Hematological methods:
Blood samples were taken from the caudal vein of the fish using a heparinized syringe. Cells blood count (CBC) were measured by cell from Abbott company, USA. Blood samples were used to estimate White blood cells (WBC), Red blood cells (RBC) and Platelets count and hemoglobin concentration by the method of Dumas and Biggs (1972).
Histological methods:

Nile tilapia (O. niloticus) fish were dissected and specimens of muscles were removed, washed in saline solution and prepared for histological study. Muscles specimens were fixed in 10% formalin for 48 hours. After fixation, fish muscles were dehydrated in ascending grades of ethanol, cleared in pure xylene then embedded in paraffin wax. The paraffin wax blocks were serially sectioned with microtome at 5 micrometers. Finally, the sections were mounted on glass slides, stained with hematoxylin and eosin (Bernet et al., 1999).
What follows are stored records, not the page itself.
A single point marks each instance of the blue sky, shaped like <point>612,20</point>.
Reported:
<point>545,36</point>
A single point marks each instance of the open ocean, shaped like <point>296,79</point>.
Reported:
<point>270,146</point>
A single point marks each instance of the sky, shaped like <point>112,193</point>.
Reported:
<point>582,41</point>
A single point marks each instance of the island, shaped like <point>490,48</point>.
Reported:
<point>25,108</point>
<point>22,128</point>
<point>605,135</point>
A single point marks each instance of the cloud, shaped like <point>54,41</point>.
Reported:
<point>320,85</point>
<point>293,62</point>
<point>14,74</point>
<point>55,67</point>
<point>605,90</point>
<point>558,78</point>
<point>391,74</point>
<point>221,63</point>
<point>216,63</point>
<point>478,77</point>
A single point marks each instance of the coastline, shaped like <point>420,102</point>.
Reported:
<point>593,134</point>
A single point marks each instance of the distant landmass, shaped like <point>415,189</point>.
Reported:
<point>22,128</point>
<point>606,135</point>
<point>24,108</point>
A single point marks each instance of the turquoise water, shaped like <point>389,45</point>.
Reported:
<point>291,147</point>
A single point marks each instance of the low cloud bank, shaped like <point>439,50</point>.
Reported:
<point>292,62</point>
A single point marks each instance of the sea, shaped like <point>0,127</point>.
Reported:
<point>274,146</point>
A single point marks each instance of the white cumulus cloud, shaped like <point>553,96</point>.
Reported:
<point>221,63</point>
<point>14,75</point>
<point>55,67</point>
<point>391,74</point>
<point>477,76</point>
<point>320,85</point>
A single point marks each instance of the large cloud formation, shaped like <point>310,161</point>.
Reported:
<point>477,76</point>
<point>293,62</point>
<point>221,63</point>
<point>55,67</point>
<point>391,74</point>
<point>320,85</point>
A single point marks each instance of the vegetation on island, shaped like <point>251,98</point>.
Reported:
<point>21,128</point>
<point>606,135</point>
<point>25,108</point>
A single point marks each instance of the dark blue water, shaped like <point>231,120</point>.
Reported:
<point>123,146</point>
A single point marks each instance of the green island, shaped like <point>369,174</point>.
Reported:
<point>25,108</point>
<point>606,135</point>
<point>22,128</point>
The stained sections were examined and photographed with OMAX light microscope with USB digital build in camera.

Results


Table (2) showed the incidence of re-isolation of ETEC during the experiments phases, ETEC were 00% from control during all phases of experiment. At 1st phase ETEC re-isolation from water was (25, 25, 50, 75 and 75%) at 1st, 3rd, 5th, 7th and 9th days respectively. ETEC re- isolation from skin and muscles were (25, 25, 25, 50 and 50%). At 2nd phase the ETEC re-isolation from water was (25, 50, 50, 75 and 100%) and in skin and muscles as (25, 50, 75, 75 and 100%) at 1st, 3rd, 5th, 7th and 9th days respectively. At 3rd phase, the fish did not survive i.e. all fish died with ETEC concentration after the 5th day of the phase. The ETEC re-isolation from water was (25, 50 and 75%) at 1st, 3rd and 5th days respectively. ETEC re-isolation from skin and muscles was (50, 75 and 75%) at 1st, 3rd and 5th days respectively. ETEC were zero in blood in all phases of experiment.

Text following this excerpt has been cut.